Ed. Note: Every morning this week, PoP will feature photography from students involved in Critical Exposure, leading up to their opening reception on Thursday (see below). Thanks to Critical Exposure for sharing the photos and info.
Critical Exposure is a DC based nonprofit that teaches youth how to use the power of photography and their own voices to become effective advocates for school reform and social change. Through partnerships with youth programs and advocacy organizations, we seek to create a connection between art and advocacy using a three-pronged approach that focuses on youth empowerment, public engagement and policy change. Over the past 5 years, Critical Exposure has worked with more than 800 students in DC, Austin, Albuquerque, Baltimore, New Orleans, and Pennsylvania.
Critical Exposure’s current youth photography exhibit, “5 Years, 5000 Images,” celebrates our first half-decade of work, and features more than 100 photographs from our students. The exhibit reception is on Thursday, April 22nd from 6-8:30pm at the Edison Place Gallery (702 8th St. NW), and will be on display through the 30th. More information about the event can be found here. If you have any questions, please contact us at [email protected].
THE HOLE THAT GREW
Robert (11th Grade), Youth Education Alliance, Washington, DC
“When this chipped area in the wall first started it was not bigger than a cat eye. And now, due to no one fixing the wall when it first started, it has grown.”
*This photograph was taken during our inaugural DC project, which focused on increasing funding for modernizing school facilities. In February 2006, students used their photographs to help convince the City Council to approve the School Modernization Bill, which now provides $200 million per year in new funding for school repairs and modernization.
A VISION SO CLEAR WITH A SOUND SO FAINT
Byron (12th Grade), Spingarn STAY Senior High School, Washington, DC
“I put a photo of my brother on the keys of an open piano, and I took the picture.
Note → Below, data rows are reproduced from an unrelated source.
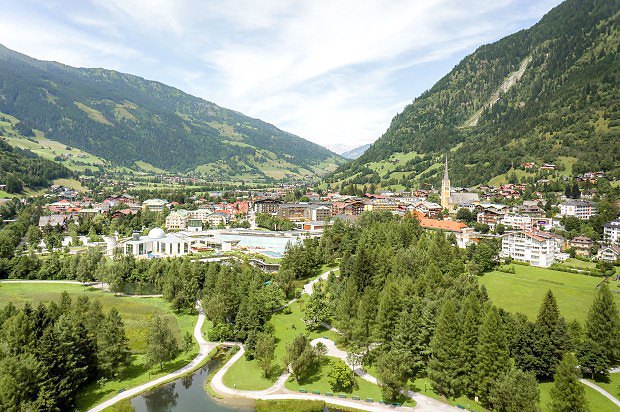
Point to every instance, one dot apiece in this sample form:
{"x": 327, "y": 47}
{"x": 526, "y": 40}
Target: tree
{"x": 493, "y": 360}
{"x": 545, "y": 347}
{"x": 444, "y": 365}
{"x": 162, "y": 345}
{"x": 113, "y": 350}
{"x": 567, "y": 393}
{"x": 188, "y": 341}
{"x": 341, "y": 377}
{"x": 392, "y": 374}
{"x": 301, "y": 357}
{"x": 603, "y": 324}
{"x": 516, "y": 391}
{"x": 264, "y": 351}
To me it represents what my brother stood for. My brother graduated, so it says “Graduation Picture 2006,” and it also captures the music side of him that is also in me. I feel like this piano in the background in the photo, along with the photograph, really represented my brother in a way that words can’t. I took this photo while I was at school in the auditorium. He graduated from Spingarn STAY, the same program I’m in. He graduated in 2006 before he got killed.
I’m going back to school because of my brother, actually. He got shot and before he got shot he graduated from high school. I made a promise to him that I was going to graduate from high school so I enrolled in the same program as him in 2006. But, later on that year, while I was in school, he got killed. So I dropped out of school, I lost my focus, I couldn’t really concentrate. And now, the 2008-2009 school year, I’m just getting back in here because I know he wanted me to finish school, and I made him a promise that I would finish school and walk across that same stage that he walked across. And I’m going to make sure that I fulfill my promise–my word is my bond.”
*Since 2008, Critical Exposure’s programs have focused on documenting the causes, consequences and solutions to the dropout crisis in DC schools. We have worked with students in different schools around the city, including Spingarn STAY Senior High School, a night school for students who are returning to school to complete their high school diplomas. Byron graduated from school in June 2009.